Valentijn Dhaenens

Valentijn Dhaenens (° Gent, 1976) creates Domestica for KVS.  

When you were a child, what did you want to become?

I always wanted to go on the stage. Or at least since I was six, when I announced that I wanted to be an actor. One of the first things I remember is that when I was with my family, everyone would burst out laughing when I did an imitation of someone. Although I was otherwise a rather introverted child, I absolutely lapped up this attention. Perhaps this is where the first seeds were sown. The image I had of acting back then was of course completely different to what it is today. As a child, I also soon became fascinated by the theatre as a place where extraordinary things happened, and I found this act of lying (pretending) more fantastic than real life. So in a certain sense, I am doing what I have always wanted to do.

What was your most unforgettable experience on stage?

For every good production, you’ll find that around once in thirty times everything goes perfectly. These are the real highpoints – those rare moments when you have the feeling that the place, time, yourself and the audience are all united and share the same emotion. That one rare moment in which everything seems to come together and deliver everything that we had ever hoped for. The first performance by DegrotemonD in Amsterdam was one such moment, and I remember it as a magical evening in which everything – every pause, every silence, every increase in tempo – seemed to be just right. Last week, I played SmallWaR in Brisbane and the performance was unexpectedly emotionally charged, which shocked me greatly. I had that feeling you get when, at a certain moment, a performance seems to ‘come home’, as if it had been specifically created for this audience, on this evening, in this place. 

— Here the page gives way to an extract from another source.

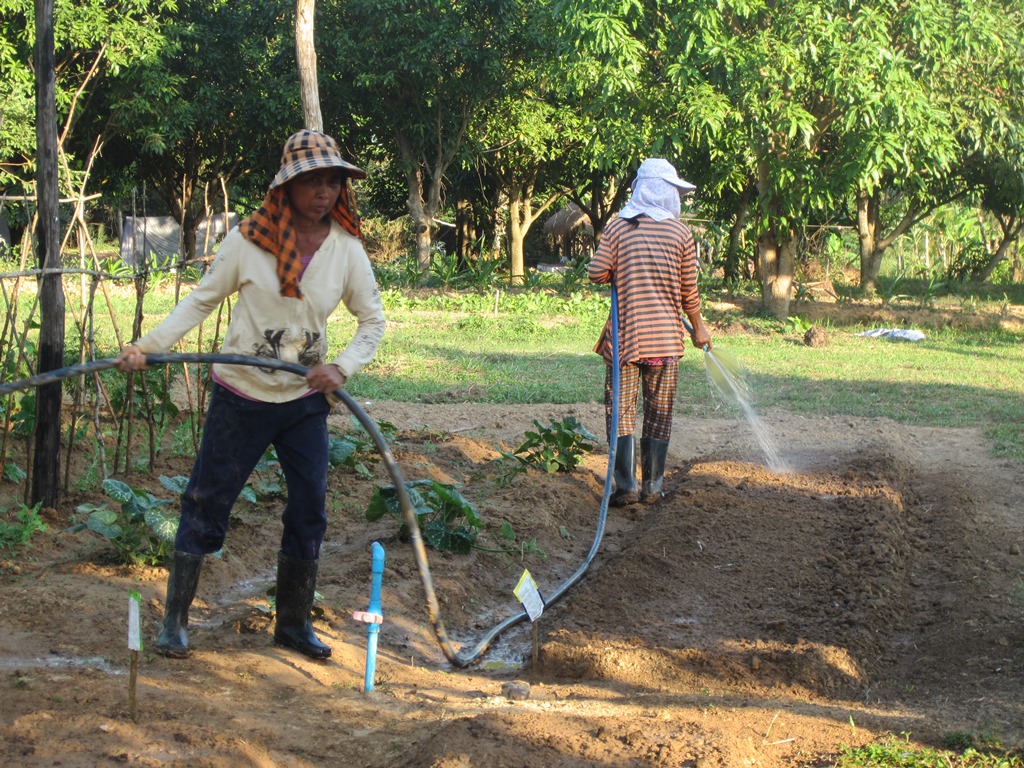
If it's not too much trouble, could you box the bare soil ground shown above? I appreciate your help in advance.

Why are you making Domestica for the KVS?

I lived through my parents’ divorce and, unlike many other people, I experienced it as a kind of deliverance. A deliverance from the tension and fear that I experienced as a child when my parents were often living at odds with each other. I remember lying in bed and hearing my parents downstairs raising their voices or even crying sometimes. At times like that, all feelings of protection and trust fell away and I would have liked to have got divorced from my parents myself; to have packed a rucksack, set off down the nearby motorway in my go-kart, and got as far away from them as possible. I still find it difficult to bear a certain type of argument. It doesn’t matter what context it is in, but if certain frequencies are reached in a difficult discussion, I am often gripped by that same desire to flee. I think that this emotional fascination is my main reason for creating this performance, in the hope of exposing part of the terror that can cause me – and no doubt many other people – so much anxiety.